Les analyses de l’Agence nationale de sécurité sanitaire ont mis en évidence la présence de terbufos et autres pesticides toxiques dans des denrées de base (farine de maïs, légumes). En réaction, le président Cyril Ramaphosa a :

  • Ordonné la fermeture immédiate des spaza shops incriminés
  • Lancé une campagne massive d’inspection pour vérifier le respect des normes de sécurité alimentaire en Afrique du Sud

D’un côté, ces mesures strictes rassurent une opinion publique inquiète. Mais de l’autre, elles exacerbent la précarité économique des petits commerçants.

Pourquoi la vigilance sanitaire est-elle cruciale en Afrique ?

La cooccurrence de ces deux crises (choléra et intoxications) révèle un enjeu majeur : la protection des populations vulnérables.
Qu’est-ce que la sécurité alimentaire ? Comment prévenir les contaminations ?

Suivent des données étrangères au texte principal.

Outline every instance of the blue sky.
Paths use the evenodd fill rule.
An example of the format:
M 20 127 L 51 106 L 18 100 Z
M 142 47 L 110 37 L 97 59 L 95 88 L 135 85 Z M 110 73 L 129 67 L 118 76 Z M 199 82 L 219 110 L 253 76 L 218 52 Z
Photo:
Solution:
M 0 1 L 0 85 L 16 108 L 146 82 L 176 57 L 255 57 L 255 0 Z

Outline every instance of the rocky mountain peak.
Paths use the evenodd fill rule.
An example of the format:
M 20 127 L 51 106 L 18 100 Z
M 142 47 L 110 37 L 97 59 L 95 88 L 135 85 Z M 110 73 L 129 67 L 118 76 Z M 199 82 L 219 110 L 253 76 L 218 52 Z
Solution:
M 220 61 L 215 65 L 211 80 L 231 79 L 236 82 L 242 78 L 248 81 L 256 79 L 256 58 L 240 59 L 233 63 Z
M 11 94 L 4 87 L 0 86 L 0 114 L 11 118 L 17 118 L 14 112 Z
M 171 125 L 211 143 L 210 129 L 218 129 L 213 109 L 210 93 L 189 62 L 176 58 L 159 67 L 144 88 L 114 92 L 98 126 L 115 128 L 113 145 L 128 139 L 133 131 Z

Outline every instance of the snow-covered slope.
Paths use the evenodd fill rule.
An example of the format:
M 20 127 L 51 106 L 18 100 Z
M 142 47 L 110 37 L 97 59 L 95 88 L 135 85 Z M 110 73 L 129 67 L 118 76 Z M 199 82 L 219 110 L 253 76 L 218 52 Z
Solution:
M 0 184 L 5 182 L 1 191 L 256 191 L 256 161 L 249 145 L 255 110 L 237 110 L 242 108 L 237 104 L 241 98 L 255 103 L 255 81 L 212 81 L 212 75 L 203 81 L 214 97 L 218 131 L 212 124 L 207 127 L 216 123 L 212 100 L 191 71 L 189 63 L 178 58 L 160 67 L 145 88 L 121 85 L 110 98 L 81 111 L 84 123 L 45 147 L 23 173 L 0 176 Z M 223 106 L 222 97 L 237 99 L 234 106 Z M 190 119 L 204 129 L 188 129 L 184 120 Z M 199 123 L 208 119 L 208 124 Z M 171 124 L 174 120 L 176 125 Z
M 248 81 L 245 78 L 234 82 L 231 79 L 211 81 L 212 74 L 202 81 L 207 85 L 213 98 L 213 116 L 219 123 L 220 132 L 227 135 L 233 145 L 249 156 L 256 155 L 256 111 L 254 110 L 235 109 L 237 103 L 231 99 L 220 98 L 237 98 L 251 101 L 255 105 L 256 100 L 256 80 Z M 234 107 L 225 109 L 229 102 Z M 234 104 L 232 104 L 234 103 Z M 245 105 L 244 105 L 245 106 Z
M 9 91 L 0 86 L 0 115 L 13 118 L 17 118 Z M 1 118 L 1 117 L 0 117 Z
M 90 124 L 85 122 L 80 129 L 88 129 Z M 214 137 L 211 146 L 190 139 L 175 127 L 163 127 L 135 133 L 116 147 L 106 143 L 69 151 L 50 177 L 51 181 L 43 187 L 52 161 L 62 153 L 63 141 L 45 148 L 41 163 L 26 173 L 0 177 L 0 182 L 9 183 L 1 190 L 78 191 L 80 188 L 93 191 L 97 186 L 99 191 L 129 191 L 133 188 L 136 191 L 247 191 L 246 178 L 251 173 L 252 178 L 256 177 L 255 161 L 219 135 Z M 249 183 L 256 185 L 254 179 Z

  • C’est d’abord garantir une eau saine et des installations d’assainissement fiables.
  • C’est aussi contrôler l’usage des pesticides et former les commerçants informels.
  • Enfin, c’est sensibiliser les communautés sur les risques (campagnes, ateliers et supports visuels).

À l’aune des statistiques 2024 de l’Union africaine, on note une hausse de 15 % des épidémies d’origine hydrique sur le continent. Ces chiffres confirment l’importance de stratégies intégrées de gestion des crises sanitaires, couplées à un maillage interne d’initiatives locales (agriculture durable, éducation à la santé, innovation technologique).

Enjeux et perspectives

Cette double alerte sanitaire devrait inciter les gouvernements à collaborer avec :

  • Les ONG internationales (UNICEF, Croix-Rouge)
  • Les centres de recherche (Institut Pasteur, African CDC)
  • Les collectivités locales pour renforcer les infrastructures

Sur le plan culturel, rappelons que la lutte contre le choléra remonte aux travaux pionniers de John Snow, à Londres, en 1854. En gardant à l’esprit ces leçons historiques, l’Afrique peut façonner des réponses adaptées à ses réalités contemporaines.

Personnellement, je reste convaincu qu’une meilleure coordination régionale et un engagement citoyen – soutenu par des campagnes pédagogiques percutantes – sont les clés pour éviter de nouvelles tragédies. Vos réactions et vos témoignages sur ces enjeux sont précieux ; continuons ensemble à décrypter ces crises, à échanger nos bonnes pratiques et à construire une résilience durable pour tous.